Surabaya (ANTARA) - Caleg DPRD Jatim dari PDI Perjuangan peraih suara terbanyak di Dapil Jatim 1 (Surabaya), Armudji mempertimbangkan maju Pilkada Surabaya 2020 dengan syarat UU Nomor 1 Tahun 2015 Tentang Pilkada, yang mewajibkan anggota DPR, DPD dan DPRD untuk mundur jika maju sebagai calon kepala daerah direvisi dan diganti cuti.
"Kita mengajukan revisi UU 1/2015 agar disamakan dengan kepala daerah kalau maju lagi cuma cuti bukan mengundurkan diri. Anggota dewan dan kepala daerah kan sama-sama pejabat politis. Kecuali ASN, Polri dan TNI," kata Armudji yang juga Ketua DPRD Surabaya kepada ANTARA di Surabaya, Sabtu.
Berdasarkan rekapitulasi hasil perolehan suara Pemilu Legislatif 2019 di Kota Surabaya yang dilaksanakan KPU Surabaya sejak 30 April - 8 Mei, untuk perolehan suara caleg DPRD Jatim Dapil Jatim 1 (Surabaya) tertinggi Armudji dengan 136.308 suara, Aghata Retnosari (PDIP) 67.339 suara, Arif Hari Setiawan (PKS) 34.797 suara, Blegus Prijanggono (Golkar) 29.591 suara, Syamsul Arifin (PKB) 28.727 dan Hartoyo (Demokrat) 27.068 suara.
Menurut Armudji, Asosiasi DPRD Seluruh Indonesia (Adeksi) sudah lima kali mengajukan revisi UU 1/2015 ke Mahkamah Konstutisi (MK) tapi gagal terus. Ia menambahkan apabila UU Pilkada ini dipaksakan tanpa dilakukan revisi maka akan terjadi diskriminasi terhadap anggota dewan yang ingin maju menjadi kepala daerah.

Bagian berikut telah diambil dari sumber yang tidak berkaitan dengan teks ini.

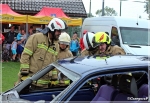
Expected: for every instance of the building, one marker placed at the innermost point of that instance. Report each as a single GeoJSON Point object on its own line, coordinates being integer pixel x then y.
{"type": "Point", "coordinates": [72, 8]}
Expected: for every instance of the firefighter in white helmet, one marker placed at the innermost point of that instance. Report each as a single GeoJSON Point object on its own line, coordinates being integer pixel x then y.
{"type": "Point", "coordinates": [40, 50]}
{"type": "Point", "coordinates": [89, 49]}
{"type": "Point", "coordinates": [64, 52]}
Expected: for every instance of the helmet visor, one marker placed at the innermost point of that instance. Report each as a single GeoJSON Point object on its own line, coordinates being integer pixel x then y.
{"type": "Point", "coordinates": [62, 42]}
{"type": "Point", "coordinates": [96, 44]}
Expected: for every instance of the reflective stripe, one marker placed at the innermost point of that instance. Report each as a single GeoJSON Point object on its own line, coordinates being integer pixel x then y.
{"type": "Point", "coordinates": [54, 82]}
{"type": "Point", "coordinates": [24, 66]}
{"type": "Point", "coordinates": [49, 50]}
{"type": "Point", "coordinates": [24, 77]}
{"type": "Point", "coordinates": [28, 51]}
{"type": "Point", "coordinates": [67, 82]}
{"type": "Point", "coordinates": [100, 58]}
{"type": "Point", "coordinates": [54, 72]}
{"type": "Point", "coordinates": [42, 82]}
{"type": "Point", "coordinates": [38, 82]}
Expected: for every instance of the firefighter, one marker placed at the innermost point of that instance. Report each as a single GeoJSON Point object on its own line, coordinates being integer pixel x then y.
{"type": "Point", "coordinates": [103, 42]}
{"type": "Point", "coordinates": [89, 49]}
{"type": "Point", "coordinates": [40, 50]}
{"type": "Point", "coordinates": [64, 52]}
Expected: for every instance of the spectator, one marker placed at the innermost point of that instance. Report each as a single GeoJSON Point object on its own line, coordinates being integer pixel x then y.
{"type": "Point", "coordinates": [81, 40]}
{"type": "Point", "coordinates": [30, 32]}
{"type": "Point", "coordinates": [13, 49]}
{"type": "Point", "coordinates": [74, 45]}
{"type": "Point", "coordinates": [2, 38]}
{"type": "Point", "coordinates": [21, 37]}
{"type": "Point", "coordinates": [9, 39]}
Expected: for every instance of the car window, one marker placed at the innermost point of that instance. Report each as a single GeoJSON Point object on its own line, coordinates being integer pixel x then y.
{"type": "Point", "coordinates": [103, 85]}
{"type": "Point", "coordinates": [115, 36]}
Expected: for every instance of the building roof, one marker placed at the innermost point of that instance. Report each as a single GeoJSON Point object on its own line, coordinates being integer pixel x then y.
{"type": "Point", "coordinates": [73, 8]}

"Ini saya kira jauh dari rasa keadilan. Kalau mau mundur sebaiknya mundur semua, begitu juga kalau mau cuti semua cuti, jadi tidak ada dikotomi karena sama-sama pejabat negara," kata Armudji yang merupakan Ketua Adeksi ini.

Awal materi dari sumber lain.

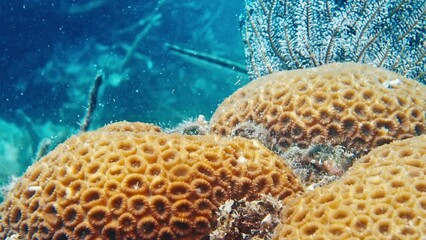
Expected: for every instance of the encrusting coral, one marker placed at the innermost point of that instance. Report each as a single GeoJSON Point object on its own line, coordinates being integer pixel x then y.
{"type": "Point", "coordinates": [383, 196]}
{"type": "Point", "coordinates": [131, 181]}
{"type": "Point", "coordinates": [350, 106]}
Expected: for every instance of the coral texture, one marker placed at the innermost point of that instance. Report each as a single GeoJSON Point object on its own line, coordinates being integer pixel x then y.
{"type": "Point", "coordinates": [383, 196]}
{"type": "Point", "coordinates": [129, 181]}
{"type": "Point", "coordinates": [352, 105]}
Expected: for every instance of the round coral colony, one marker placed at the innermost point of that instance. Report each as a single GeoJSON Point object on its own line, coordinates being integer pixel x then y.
{"type": "Point", "coordinates": [346, 104]}
{"type": "Point", "coordinates": [131, 181]}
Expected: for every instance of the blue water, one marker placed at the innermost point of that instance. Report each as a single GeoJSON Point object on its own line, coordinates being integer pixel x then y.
{"type": "Point", "coordinates": [52, 50]}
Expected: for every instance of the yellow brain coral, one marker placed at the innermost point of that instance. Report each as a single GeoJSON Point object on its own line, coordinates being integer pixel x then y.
{"type": "Point", "coordinates": [129, 181]}
{"type": "Point", "coordinates": [383, 196]}
{"type": "Point", "coordinates": [347, 104]}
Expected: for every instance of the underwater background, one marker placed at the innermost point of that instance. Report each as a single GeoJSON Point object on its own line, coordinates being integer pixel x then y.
{"type": "Point", "coordinates": [51, 52]}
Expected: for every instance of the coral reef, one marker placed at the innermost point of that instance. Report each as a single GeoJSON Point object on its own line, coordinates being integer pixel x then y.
{"type": "Point", "coordinates": [348, 106]}
{"type": "Point", "coordinates": [284, 35]}
{"type": "Point", "coordinates": [383, 196]}
{"type": "Point", "coordinates": [248, 219]}
{"type": "Point", "coordinates": [130, 181]}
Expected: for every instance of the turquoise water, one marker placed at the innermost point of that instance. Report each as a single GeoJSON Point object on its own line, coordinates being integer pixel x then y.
{"type": "Point", "coordinates": [51, 52]}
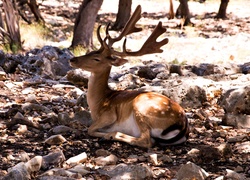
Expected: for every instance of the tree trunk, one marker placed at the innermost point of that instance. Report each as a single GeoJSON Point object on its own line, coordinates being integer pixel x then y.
{"type": "Point", "coordinates": [171, 9]}
{"type": "Point", "coordinates": [183, 12]}
{"type": "Point", "coordinates": [84, 23]}
{"type": "Point", "coordinates": [123, 14]}
{"type": "Point", "coordinates": [12, 24]}
{"type": "Point", "coordinates": [35, 10]}
{"type": "Point", "coordinates": [223, 9]}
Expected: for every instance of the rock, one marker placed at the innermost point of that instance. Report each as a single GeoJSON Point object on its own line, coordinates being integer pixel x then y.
{"type": "Point", "coordinates": [78, 77]}
{"type": "Point", "coordinates": [125, 172]}
{"type": "Point", "coordinates": [59, 172]}
{"type": "Point", "coordinates": [191, 171]}
{"type": "Point", "coordinates": [146, 72]}
{"type": "Point", "coordinates": [223, 151]}
{"type": "Point", "coordinates": [102, 152]}
{"type": "Point", "coordinates": [53, 159]}
{"type": "Point", "coordinates": [239, 121]}
{"type": "Point", "coordinates": [49, 62]}
{"type": "Point", "coordinates": [245, 68]}
{"type": "Point", "coordinates": [243, 147]}
{"type": "Point", "coordinates": [55, 140]}
{"type": "Point", "coordinates": [108, 160]}
{"type": "Point", "coordinates": [84, 117]}
{"type": "Point", "coordinates": [203, 69]}
{"type": "Point", "coordinates": [236, 104]}
{"type": "Point", "coordinates": [81, 169]}
{"type": "Point", "coordinates": [3, 75]}
{"type": "Point", "coordinates": [19, 171]}
{"type": "Point", "coordinates": [34, 164]}
{"type": "Point", "coordinates": [153, 159]}
{"type": "Point", "coordinates": [232, 175]}
{"type": "Point", "coordinates": [48, 177]}
{"type": "Point", "coordinates": [61, 129]}
{"type": "Point", "coordinates": [64, 119]}
{"type": "Point", "coordinates": [77, 159]}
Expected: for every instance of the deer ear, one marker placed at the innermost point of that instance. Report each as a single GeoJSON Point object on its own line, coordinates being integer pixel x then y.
{"type": "Point", "coordinates": [118, 62]}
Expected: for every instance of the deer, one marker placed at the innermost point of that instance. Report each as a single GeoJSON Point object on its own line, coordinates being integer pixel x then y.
{"type": "Point", "coordinates": [136, 117]}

Hasil Rapat Kerja Nasional (Rakernas) Asosiasi DPRD Seluruh Indonesia (Adeksi) di Mataram, Nusa Tenggara Barat (NTB) pada 25 dan 26 Februari 2019 menghasilkan sejumlah keputusan. Salah satunya revisi UU Undang-Undang Nomor 1 Tahun 2015 tentang Penetapan Pemerintah Pengganti UU Nomor 1 Tahun 2014 tentang Pemilihan Gubernur, Bupati dan Wali Kota menjadi Undang-Undang.
Adeksi meminta agar revisi UU Pilkada, mewajibkan anggota DPR, DPD dan DPRD tidak perlu mundur untuk maju sebagai calon kepala daerah. "Jadi pengunduran diri sebagai anggota DPR, DPD dan DPRD, anggota TNI, kepolisian, PNS dan kepala desa sejak ditetapkan sebagai pasangan calon peserta Pilkada inilah yang perlu dilakukan revisi," katanya.
"Dengan penerapan UU seperti itu, banyak yang tidak berani maju jadi calon kepala daerah. Akibatnya sejumlah daerah, calon kepala daerah petahana harus melawan bumbung kosong. Makin tahun banyak bumbung kosong bertambah. Ini mengurangi kualitas demokrasi pilkada," katanya.
Untuk itu, lanjut dia, pihaknya berharap revisi UU Pilkada masuk Program Legislasi Nasional (Prolegnas) di DPR RI. "Kita berharap usulan ini jadi inisiatifnya DPR. Kalau sudah inisiatif di dewan, maka revisi itu jadi cepat," ujarnya.
Sementara itu, Pengamat politik Universitas Trunojoyo Madura (UTM), Surokim Abdussalam menilai jika nanti UU pilkada direvisi dan anggota dewan boleh cuti ikut pilkada, maka justru akan memunculkan banyak petualang politik dan politik ajimumpung.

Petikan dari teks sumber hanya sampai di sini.